Debo decir que yo, de natural, no pongo carotas, pero ahora no he podido remediarlo.
-No, nada -respondo mientras pienso que esta vez he pasado de la lisonja liviana a la adulación desmedida al jefe.
-Pues no lo parece. Has puesto una cara muy rara -continúa mi compañero.
-Bueno, es que acabo de hablar con el jefe y ya sabes: si te das el gustazo de decirles lo que piensas, tu futuro se presenta tristón y anodino. Si haces lo contrario, pasas de poner cara de tonto pelota cuando le adulas a cara de vinagre cuando recuerdas haberlo hecho. ¡No sé lo que hacer!

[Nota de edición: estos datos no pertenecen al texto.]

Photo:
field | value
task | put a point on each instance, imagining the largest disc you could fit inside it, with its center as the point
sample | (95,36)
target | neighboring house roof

-Mírame a mí: voy le digo lo que quiere oír, ensalzo alguna de sus mediocridades y le río todas sus ocurrencias. Y tan feliz con mi cafetito, mis cigarritos, mis llamaditas por el móvil, alguna compra en internet y quince minutitos antes de acabar la jornada se me cae el bolígrafo de las manos. Sin problemas y mañana será otro día.
Llegado a este punto, no sé si lo que me sugiere es que adule un poco más al jefe y ya está, o bien que lo intensifique de tal modo que no sea algo circunstancial, sino un estilo de vida. Para asegurarme de ello, le pregunto:
– ¿Y qué me recomiendas?
-Yo iría a full -sentencia.
Debo decir que con la adulación de baja intensidad todavía me defiendo, pero para la alta intensidad no creo que esté preparado. Simple incompetencia, sospecho. No obstante, respondo:
– Voy a ponerme a ello.
Reconozco que a mi compañero le va bien: tiene cierta consideración por parte de la jerarquía y se ha barajado su candidatura en más de una ocasión para abordar proyectos de cierta enjundia, aunque al final ninguna de ellas ha prosperado. Por su cara de idiota, supongo.
-Tú hazlo. No pierdas más tiempo. Mírame a mí.
-Me pongo, me pongo -respondo sin mirarle.
Confieso que lo he dicho más por acabar la conversación que por convencimiento. Qué vive bien, a la vista está, que cierta dosis de adulación al jefe allana el camino, no lo dudes.
-Verás como notas enseguida la diferencia -me dice.
Ahora tengo un dilema respecto a mi cara: si opto por la baja intensidad, se me pondrá cara bobalicona mientras lo hago y un poco cara de vinagre después cuando lo recuerdo. En cambio, si la opción es convertirlo en un hábito, se me quedará la cara de tonto pelota. Y eso ya no tiene retorno.